Published: 18th March, 2011
by TERRY MESSENGER

ELDERLY and disabled users of Islington’s threatened Plus Bus fear they will be prisoners in their homes if the service is axed.

The yellow bus picks up less mobile people who live a long way from main transport routes. A ramp enables easy access for people unable to cope with the steps on conventional buses.

The 812 Plus Bus route stops at Chapel Market, Angel, and the day centre for the elderly at Peel Institute, in Percy Circus, Clerkenwell.

Disabled Linda Grace, 61, of Agdon Street, Clerkenwell, said: “I use Plus Bus for my shopping – it’s the only time I go out. I won’t be able to get out if it goes.”

An 85-year-old who got on after visiting the Peel day centre said: “I don’t want to have to walk all the way up to Pentonville Road from Percy Circus. It’s a rotten great hill.   

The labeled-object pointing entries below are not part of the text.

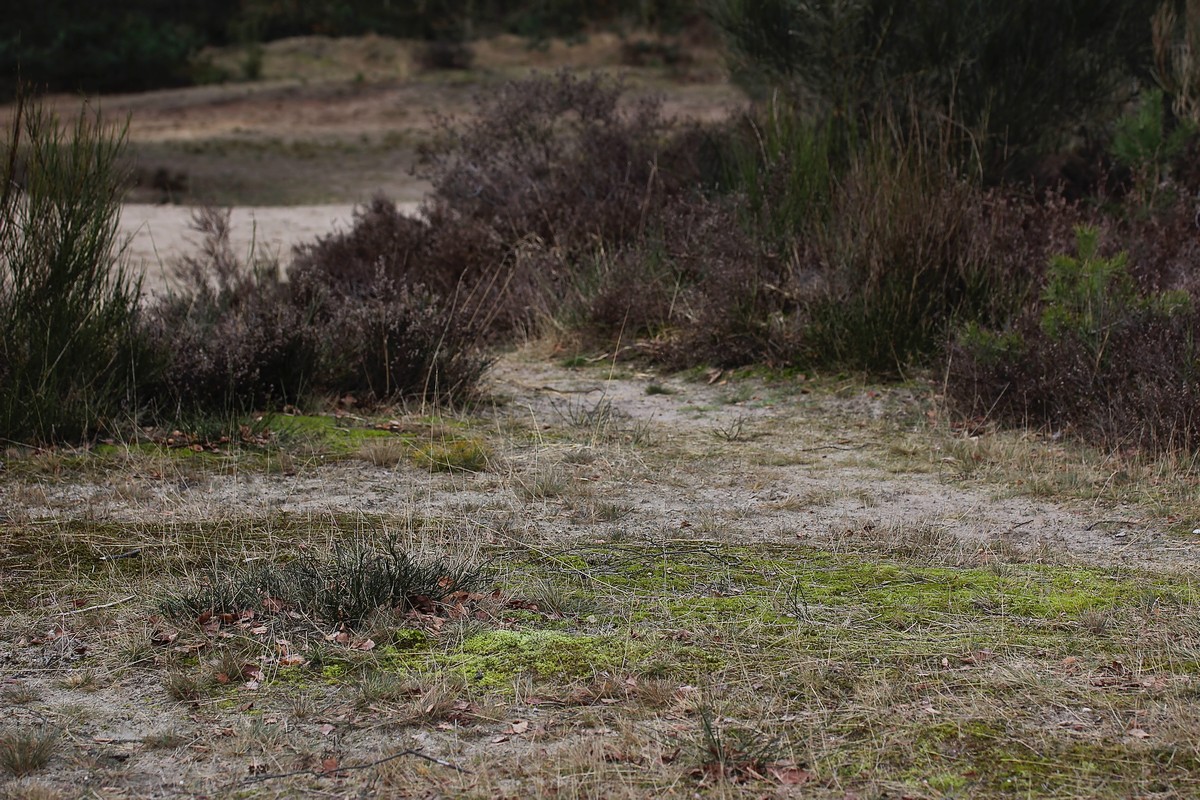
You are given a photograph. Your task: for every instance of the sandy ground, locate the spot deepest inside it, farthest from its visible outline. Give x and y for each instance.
(157, 235)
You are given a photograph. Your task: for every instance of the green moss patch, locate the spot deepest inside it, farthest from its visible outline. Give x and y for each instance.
(495, 659)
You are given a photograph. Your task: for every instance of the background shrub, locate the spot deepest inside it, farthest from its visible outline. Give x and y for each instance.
(235, 337)
(70, 343)
(1017, 76)
(1097, 355)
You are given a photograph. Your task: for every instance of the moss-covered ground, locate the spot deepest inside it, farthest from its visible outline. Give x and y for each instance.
(605, 649)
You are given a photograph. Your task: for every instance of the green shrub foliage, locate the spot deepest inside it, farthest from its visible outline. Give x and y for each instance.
(70, 341)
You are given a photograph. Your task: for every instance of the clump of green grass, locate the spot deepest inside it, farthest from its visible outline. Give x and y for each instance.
(455, 456)
(24, 751)
(346, 585)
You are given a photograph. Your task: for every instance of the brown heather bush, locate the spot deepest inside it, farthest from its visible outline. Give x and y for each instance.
(234, 336)
(1103, 353)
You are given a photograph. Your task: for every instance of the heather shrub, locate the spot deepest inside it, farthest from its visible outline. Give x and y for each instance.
(1097, 355)
(227, 337)
(70, 346)
(234, 336)
(1018, 76)
(550, 172)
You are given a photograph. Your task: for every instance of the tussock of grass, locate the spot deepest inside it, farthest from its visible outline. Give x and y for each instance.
(346, 585)
(24, 751)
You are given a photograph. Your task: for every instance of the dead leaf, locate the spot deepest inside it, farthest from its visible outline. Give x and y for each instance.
(790, 775)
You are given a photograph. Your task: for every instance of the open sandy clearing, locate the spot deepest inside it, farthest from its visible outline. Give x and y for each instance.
(738, 588)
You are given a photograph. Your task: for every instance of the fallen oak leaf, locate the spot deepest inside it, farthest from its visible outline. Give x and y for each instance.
(790, 775)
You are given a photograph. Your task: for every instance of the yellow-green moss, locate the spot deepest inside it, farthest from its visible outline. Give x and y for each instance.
(495, 659)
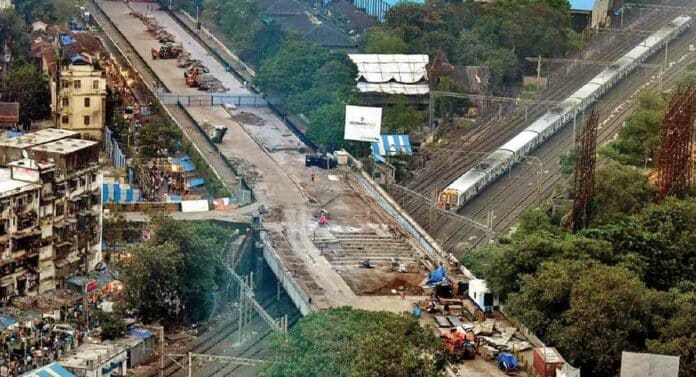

“I go to the centre every day at the moment. But I don’t think I’ll be coming too many times in the future.”

The pensioner, who declined to give her name, added: “Without these buses people who go to the Peel Centre won’t be able to get there. They won’t be able to have lunches, nothing.”

The future of the Plus Bus was thrown into doubt when Islington Council withdrew a £140,000 grant.

The borough then failed in a plea to Transport for London to replace the funding.

The Plus Bus service is run by Hackney Community Transport (HCT), a social enterprise which operates routes for less mobile people throughout the UK with grants from public bodies and subsidies from its own commercial activities.

HCT put up £70,000 annually for the Plus Bus along with the axed £140,000 grant.

A council statement said: “The bus service will now be decommissioned, with the final service expected to run in June.”

But on Wednesday a spokesman for HCT insisted: “The company is not able to comment publicly because no decision has been made.”

Ruling Labour councillors cut the grant after the coalition government withdrew £40million from the borough budget. Labour environment chief Councillor Paul Smith said: “Everyone here feels deeply for Plus Bus users but we’re already having to make massive budget savings this year so we can’t fund the service with taxpayers’ money.”

Opposition Lib Dems have called for the axing of services such as free school meals for primary pupils to save the Plus Bus.